Letter: Think twice about disrespecting veterans

From: Russell Poling Sr.


The media is full of reports about sports players disrespecting our national anthem by taking a knee. There also are reports of people burning or standing on our national flag.

These events have touched off debates about freedom of speech that have gone as high as our new president-elect. There is talk of passing legislation that would make it a crime, punishable by jail, for desecrating the flag.

Sanctions have been recommended by the sports teams for the anthem kneelers. There are talks of boycotts against the NFL.

As an honorably discharged and retired veteran I have to say that I am personally offended when the anthem or flag is disrespected. I devoted 20 years of my life to protect and defend this great nation.

Just because I am offended, that does not mean those who offend me should be sanctioned or give up their rights. I don’t need a safe space to protect my feelings.

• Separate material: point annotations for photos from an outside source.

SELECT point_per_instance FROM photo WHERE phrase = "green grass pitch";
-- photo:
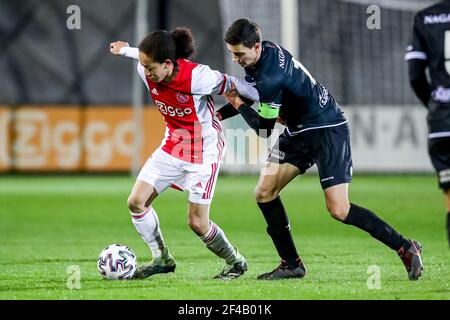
(48, 224)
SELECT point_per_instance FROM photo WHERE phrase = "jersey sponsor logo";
(324, 96)
(437, 18)
(182, 98)
(171, 111)
(441, 94)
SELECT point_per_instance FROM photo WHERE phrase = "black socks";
(368, 221)
(280, 231)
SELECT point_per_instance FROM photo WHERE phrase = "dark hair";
(243, 31)
(161, 44)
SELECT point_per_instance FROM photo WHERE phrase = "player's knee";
(135, 204)
(338, 211)
(265, 194)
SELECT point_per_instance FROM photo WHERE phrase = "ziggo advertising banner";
(42, 138)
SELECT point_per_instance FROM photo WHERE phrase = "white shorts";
(162, 170)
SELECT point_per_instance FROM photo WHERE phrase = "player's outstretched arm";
(122, 48)
(260, 122)
(418, 80)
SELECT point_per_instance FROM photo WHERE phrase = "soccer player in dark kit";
(316, 133)
(430, 48)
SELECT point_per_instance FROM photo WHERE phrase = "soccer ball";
(117, 262)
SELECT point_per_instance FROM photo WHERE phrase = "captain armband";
(266, 111)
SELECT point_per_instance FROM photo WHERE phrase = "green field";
(48, 224)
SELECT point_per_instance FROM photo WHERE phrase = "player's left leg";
(447, 205)
(201, 183)
(439, 151)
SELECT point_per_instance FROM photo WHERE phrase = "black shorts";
(439, 150)
(328, 148)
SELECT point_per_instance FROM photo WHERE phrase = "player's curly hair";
(243, 31)
(161, 45)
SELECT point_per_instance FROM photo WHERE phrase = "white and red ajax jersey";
(193, 132)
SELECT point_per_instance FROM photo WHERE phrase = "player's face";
(156, 71)
(246, 57)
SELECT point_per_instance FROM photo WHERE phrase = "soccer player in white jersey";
(190, 154)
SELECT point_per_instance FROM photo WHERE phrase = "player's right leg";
(273, 179)
(146, 222)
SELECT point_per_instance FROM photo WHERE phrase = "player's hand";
(115, 47)
(232, 97)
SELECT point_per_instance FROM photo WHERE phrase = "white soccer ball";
(117, 262)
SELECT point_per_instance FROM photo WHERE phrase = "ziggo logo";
(171, 111)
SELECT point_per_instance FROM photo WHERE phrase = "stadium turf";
(50, 224)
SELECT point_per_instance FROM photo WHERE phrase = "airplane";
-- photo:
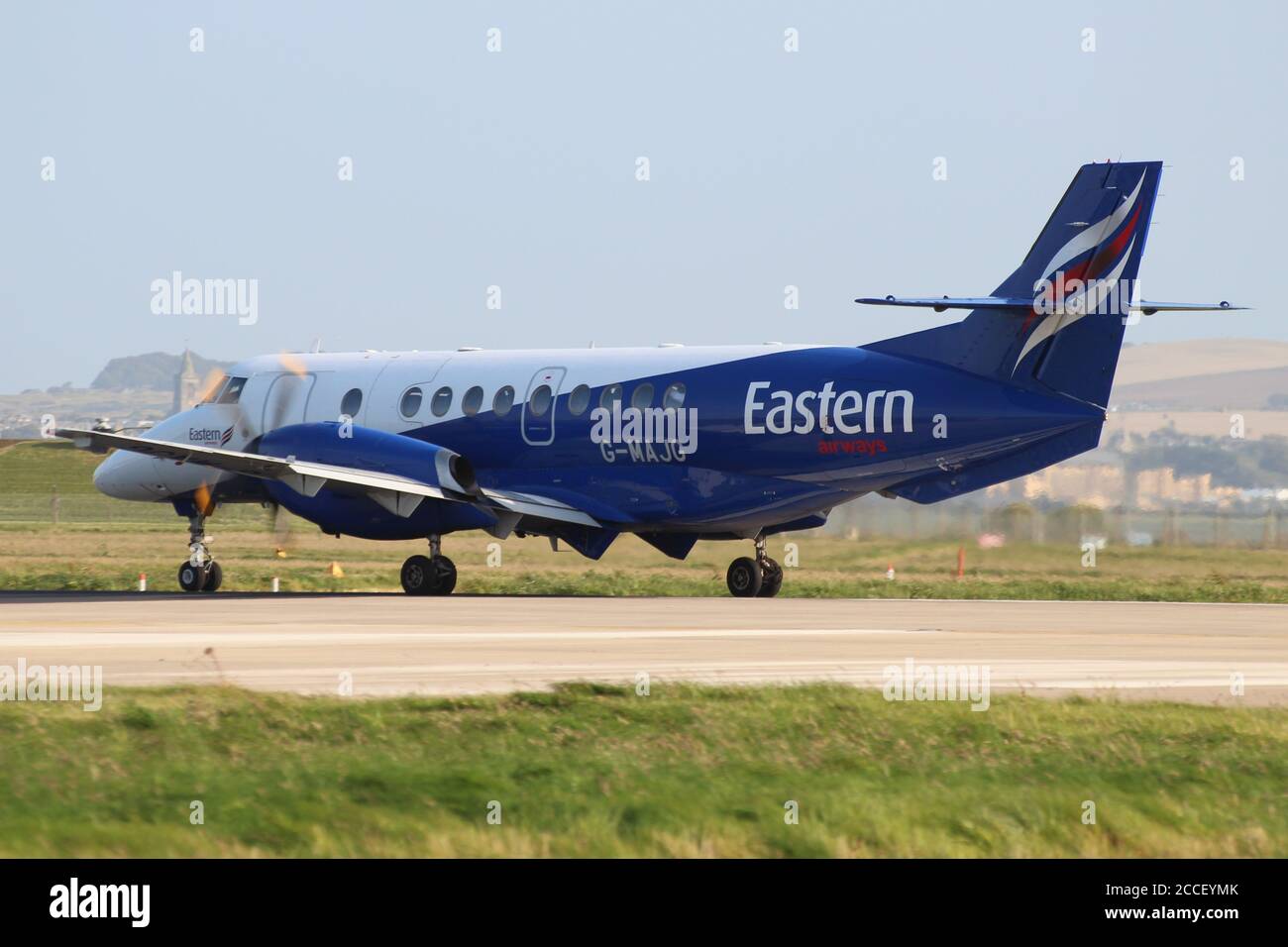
(671, 444)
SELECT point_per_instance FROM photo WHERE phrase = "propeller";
(281, 394)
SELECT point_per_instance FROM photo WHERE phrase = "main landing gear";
(759, 578)
(200, 573)
(429, 575)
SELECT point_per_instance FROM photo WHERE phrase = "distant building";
(187, 385)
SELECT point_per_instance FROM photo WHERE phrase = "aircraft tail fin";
(1055, 324)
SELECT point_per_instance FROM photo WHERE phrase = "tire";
(773, 579)
(417, 575)
(745, 578)
(191, 578)
(214, 578)
(445, 577)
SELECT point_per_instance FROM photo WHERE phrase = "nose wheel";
(758, 578)
(200, 573)
(429, 575)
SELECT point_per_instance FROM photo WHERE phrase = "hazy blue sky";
(518, 167)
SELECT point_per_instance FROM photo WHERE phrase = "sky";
(496, 193)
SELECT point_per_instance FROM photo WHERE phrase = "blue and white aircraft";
(670, 444)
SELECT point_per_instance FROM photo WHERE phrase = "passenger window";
(410, 403)
(540, 401)
(502, 401)
(232, 390)
(442, 401)
(674, 395)
(472, 401)
(643, 395)
(579, 401)
(610, 394)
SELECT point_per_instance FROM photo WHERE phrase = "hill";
(155, 369)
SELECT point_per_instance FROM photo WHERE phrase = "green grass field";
(104, 544)
(595, 771)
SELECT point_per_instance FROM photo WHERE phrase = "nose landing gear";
(200, 573)
(755, 578)
(429, 575)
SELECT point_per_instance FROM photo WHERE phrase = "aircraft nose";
(125, 475)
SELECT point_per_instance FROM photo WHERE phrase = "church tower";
(187, 384)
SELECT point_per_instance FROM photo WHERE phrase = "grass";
(599, 771)
(103, 544)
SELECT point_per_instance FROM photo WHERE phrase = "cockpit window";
(214, 389)
(232, 390)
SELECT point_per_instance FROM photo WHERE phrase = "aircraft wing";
(399, 495)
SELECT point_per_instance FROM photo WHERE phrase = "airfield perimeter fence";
(971, 522)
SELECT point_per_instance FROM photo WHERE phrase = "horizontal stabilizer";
(943, 303)
(1150, 308)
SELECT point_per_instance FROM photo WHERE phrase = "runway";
(387, 644)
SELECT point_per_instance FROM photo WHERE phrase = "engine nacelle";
(368, 449)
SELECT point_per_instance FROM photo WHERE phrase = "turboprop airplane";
(671, 444)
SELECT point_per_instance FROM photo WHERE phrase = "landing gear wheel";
(446, 577)
(745, 578)
(423, 575)
(191, 578)
(214, 578)
(417, 575)
(773, 579)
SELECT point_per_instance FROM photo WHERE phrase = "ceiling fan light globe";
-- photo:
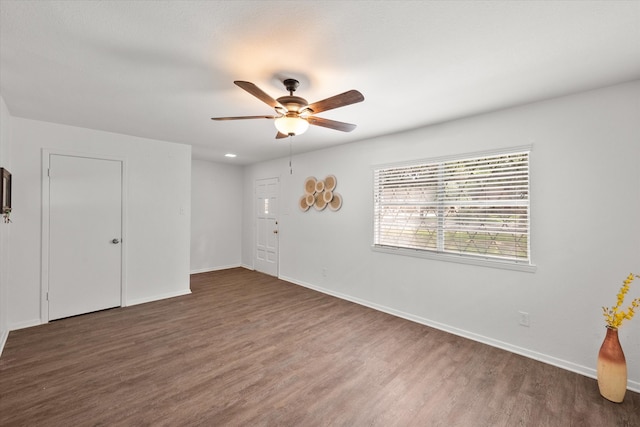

I feel that the First Amendment gives people the right to sit down during the national anthem and it also allows burning the flag.

However, I would like to convey to those who would disrespect the anthem or the flag to think real hard about your actions.

To many in this country, including myself, the anthem and the flag are more than just a song or a piece of cloth. They are symbols that we and others hold dear. Many men and women gave their life in defense of these symbols and the country they represent.

Recently, I had the privilege to visit the National Military Cemetery for the Pacific and the USS Arizona Memorial in Hawaii.

The cemetery holds the remains of men and women killed in World War II, the Korean War and the Vietnam War. I found the grave of one young man who was killed on Dec. 7, 1941, when his ship was attacked by the Empire of Japan. He was 19 years old.

This cemetery has a memorial garden that contains the names of more than 28,000 men and women who died in combat but their final resting place is known only to God.

A majority of these are sailors and Marines whose ship or submarine was sunk, many of which have never been located.

Imagine the anguish of the families of these 28,000 men and women. They did not receive a body to properly bury. They only knew that their loved one was missing in action and presumed dead.

At the USS Arizona Memorial, that wreck still contains the remains of more than 1,100 men who died on that beautiful Sunday morning in December of 1941.

Near the Arizona is a memorial for the over 400 sailors and Marines that perished on board the USS Oklahoma.

On the other side of Ford Island lies the capsized wreck of the USS Utah. Fifty-eight men died that day.

If you want to kneel during the anthem or disrespect our flag, remember those who died before you disrespect their memories.